Cygnus Area Image Index (Pictures of Objects in the Cygnus Area)
Object Information: Western Veil Nebula and Pickering's Triangle Narrowband Picture – 12 hours total exposure
NGC6960 in Cygnus, the western part of the Veil Nebula. The veil was formed from
a supernova over 5,000 years ago, and is about 1500 light-years away. Also known
as: Caldwell 34, Witch's Broom, Cirrus Nebula, Filamentary Nebula, Lace-work
Nebula, Veil Nebula. The bright star, 52 Cygni, makes this part of the veil easy
to locate. The interesting area in the left is known as Pickering's Triangle. I
specifically framed this to capture that bit.
NGC6960 in Cygnus, the western part of the Veil Nebula. The veil was formed from
a supernova over 5,000 years ago, and is about 1500 light-years away. Also known
as: Caldwell 34, Witch's Broom, Cirrus Nebula, Filamentary Nebula, Lace-work
Nebula, Veil Nebula. The bright star, 52 Cygni, makes this part of the veil easy
to locate. The interesting area in the lower left is known as Pickering's
Triangle. I specifically framed this to capture that bit.
Image Capture Details: 12 hours total imaging time (58 * 5 min Ha plus 86 * 5
min O3 frames) collected over the last several weeks with MaximDL in the back
yard. SBIG ST-8300 CCD camera with the FW8-8300 filter wheel, Astrodon
narrowband 36mm filters, the Takahashi FSQ-85 telescope at native 450mm, AP
900GTO mount. Guiding via PHD, an ASI462MC camera, and a Sky-Watcher EVOGUIDE
50ED guide scope mounted to the finder bracket. (This replaces my old, perhaps
antique, STV, ST80, and heavy side-saddle guiding setup previously used).

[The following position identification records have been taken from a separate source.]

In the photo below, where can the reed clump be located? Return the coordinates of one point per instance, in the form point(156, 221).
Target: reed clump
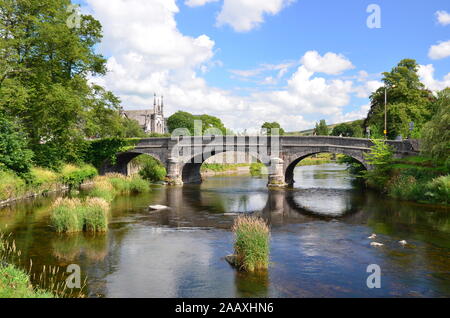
point(110, 185)
point(252, 243)
point(75, 215)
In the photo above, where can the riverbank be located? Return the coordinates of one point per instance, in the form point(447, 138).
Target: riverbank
point(416, 179)
point(202, 216)
point(42, 181)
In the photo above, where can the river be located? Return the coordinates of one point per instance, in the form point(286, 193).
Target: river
point(319, 241)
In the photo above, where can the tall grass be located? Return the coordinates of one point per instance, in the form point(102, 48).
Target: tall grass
point(44, 180)
point(252, 243)
point(73, 176)
point(15, 283)
point(74, 215)
point(24, 281)
point(11, 186)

Image Processing Details: Lights were calibrated with 58 darks, 16 each flats,
32 each flat darks, and 128 bias frames and each channel was stacked in DSS
producing a 32 bit .tif file. I then processed the file in Photoshop, converting
to 16 bit RGB, and combined the images in Registax padding them to equal size. I
then did the channel manipulation and final processing steps in Photoshop, with
the most elaborate steps involving star selection & shrinking using old
Astronomy Tools 1.6 actions. I think did a rotate, crop, and resize to 1920
pixels wide.
When I decide I’m done capturing frames, and have a day or two to spare, I will
give this a whirl in PixInsight. But I went with what I know for now.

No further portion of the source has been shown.